← index #18659PR #18670
Likely Duplicate · high · value 0.274
QUERY · ISSUE

mpremote cat hangs on Windows interactive console with Unicode content

openby Josverlopened 2026-01-07updated 2026-01-09
bugtoolsunicode

Port, board and/or hardware

Host Windows (any hardware)

MicroPython version

  • mpremote 1.27.0

Reproduction

  1. On Windows, have a MicroPython device with a file containing Unicode text:

    /unicode_test/नेपाली_नाम.txt
    
  2. Run mpremote cat interactively in PowerShell (NOT piped or captured):

    mpremote cat :/unicode_test/नेपाली_नाम.txt
    
  3. The command hangs indefinitely.
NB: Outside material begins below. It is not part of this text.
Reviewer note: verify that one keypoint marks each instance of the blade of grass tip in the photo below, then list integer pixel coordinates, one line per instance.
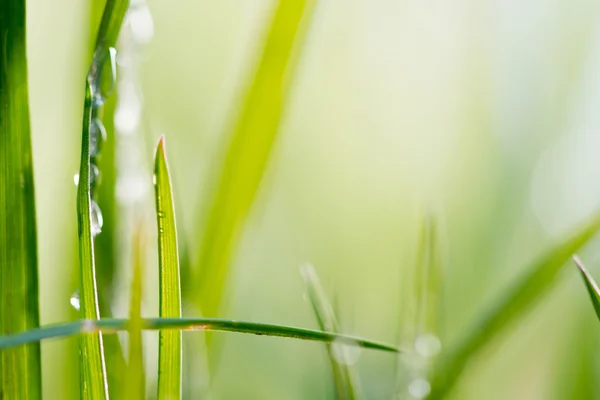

Even with PYTHONIOENCODING=utf-8 set, it still hangs.

  4. Press Ctrl-C to interrupt.

Observations

The same command works correctly when:

  • Output is piped: mpremote cat :file.txt > output.txt
  • Output is captured by subprocess: subprocess.run([...], capture_output=True)
  • Running on Linux (even in WSL2 on the same machine)

The hang ONLY occurs when stdout is a real Windows console (isatty=True).

Expected behaviour

$ mpremote cat :/unicode_test/नेपाली_नाम.txt

Nepali Name - नेपाली नाम

This file tests Nepali (Devanagari) script.

Script: Devanagari (Nepali variant)

Vowels: अ आ इ ई उ ऊ ऋ ए ऐ ओ औ
Consonants: क ख ग घ ङ च छ ज झ ञ ट ठ ड ढ ण त थ द ध न
...



for test files see : [https://github.com/[Josverl/unicode_mpy](https://github.com/Josverl/unicode_mpy)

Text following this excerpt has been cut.